By Pet Melliza/ The Beekeeper
Here comes dengue again. This January alone, it already claimed the lives of two persons in Iloilo from ten time that figure that had fallen ill from it.
That reminds me of our son weakened and gasping 13 years ago at the emergency room of a hospital as we lined up examination. Diosa and I took turns coddling him; he listed when we sat down. He had little sleep and food the last two days; he woke up repeatedly, cried for pain in his stomach. He wanted milk only to vomit it as his fever alternately surged and calmed down.
Timely medical intervention saved him. At that time (1997), dengue claimed more than 50 lives in Iloilo, mostly children. We were ignorant of herbs that could have prevented those deaths or raise the afflicted’s resistance.
Dr. Glenn Alonsabe, regional epidemiologist at the Department of Health (W. Visayas), notes that the dengue virus have mutated into four deadlier strains and that it now spawns in murky pools instead of clear water as previously thought. Before, dengue cases occurred only during rainy months, May through September; today, it afflicts year-round.
I have written about the plant called “tawa-tawa” (Euphorbia hirta) as dengue cure two years ago when Iloilo, Western Visayas in general, shuddered from another spike in cases of dengue hemorrhagic fever.

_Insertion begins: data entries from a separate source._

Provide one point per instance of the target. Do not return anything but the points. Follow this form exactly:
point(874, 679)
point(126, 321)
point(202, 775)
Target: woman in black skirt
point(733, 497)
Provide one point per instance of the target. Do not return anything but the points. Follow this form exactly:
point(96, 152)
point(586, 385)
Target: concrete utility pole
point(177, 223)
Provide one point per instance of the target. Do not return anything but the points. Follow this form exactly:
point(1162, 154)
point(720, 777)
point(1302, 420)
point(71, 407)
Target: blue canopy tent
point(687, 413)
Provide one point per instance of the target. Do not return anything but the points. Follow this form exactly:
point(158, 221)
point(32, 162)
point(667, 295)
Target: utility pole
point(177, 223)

The web site http://www.foodrecap.net writes that tawa-tawa does not kill the dengue virus. It only increases the sick’s blood platelets, thus, cushioning off the shock caused by low platelet count that the microorganism causes. It is the afflicted person, its strengthened resistance, that eventually neutralizes dengue.
There is another plant available that could be of help to buttress our defense against dengue – camote.
May I invite readers to join this writer in browsing http://www.foodrecap.net to appreciate camote which the site impliedly considers a “super food”. As cure for dengue, it works like tawa-tawa in increasing the blood platelets and beefing up a persons defense system.
Camote does more. It is recommended not only for dengue patients; it is endorsed to all who want to increase their defense against other diseases, among which: cancer, hypertension, cardiac ailment, diabetes, liver and kidney problems, and contamination of heavy metals.
I am no expert; I just have this hobby of browsing the internet to scrounge for information on improving public health. Camote is easy to grow. Its tops and tubers work wonders.
Government puts heavy stress on palay but is lukewarm on camote. For economic and health reasons the vine deserves similar weight. As result, diligent Ilonggos are outnumbered by those who make raiding their neighbors’ camote patches a top industry. Mapisan mangayo pero matamad magtanom.
Of the few who cultivate camote, the more creative ones, as far as yours truly have encountered, are in Leon for their technique of growing them as side crop of papaya plants, thus, enhancing farm productivity. The vine restricts the growth of weeds that compete with papaya for nutrients.
More than that, its leaves and tubers are “(e)xcellent sources of antioxidative compounds, mainly polyphenolics, which protect the human body from oxidative stress that is associated with many diseases including cancer and cardiovascular diseases” (http://www.foodrecap.net which based its story on the report of the North Athlantic Human Nutrition Research Center on Aging).
Compared to other commercial vegetables, camote tops have the highest polyphenolics content. Camote has high potentials in addressing malnutrition, particularly, among children. It “contains protein, dietary fiber, lipid, and essential minerals and nutrients such as calcium, phosphorous, magnesium, sodium, potassium, sulfur, iron, copper, zinc, manganese, aluminum and boron” and “vitamin A, thiamin, riboflavin, niacin and ascorbic acid” and Vitamins C, E, B2 and B6.
Eating camote is like ingesting in one package rice, meat, vegetables and medicines. It packs energy, protein, minerals and vitamins Its fiber cleanses the heart and the stomach. It detoxifies the body of heavy metals such as lead, arsenic and mercury that a persons imbibes/ingests from vehicular fume, cigarette smoke and consumption of commercially processed food, among others. It serves as “adsorbent” or as magnet that attracts and binds these toxins and expels them from the body before they harm any tissue.
Looking forward to the time when LGUs make camote farming an advocacy to promote public health and prevent diseases.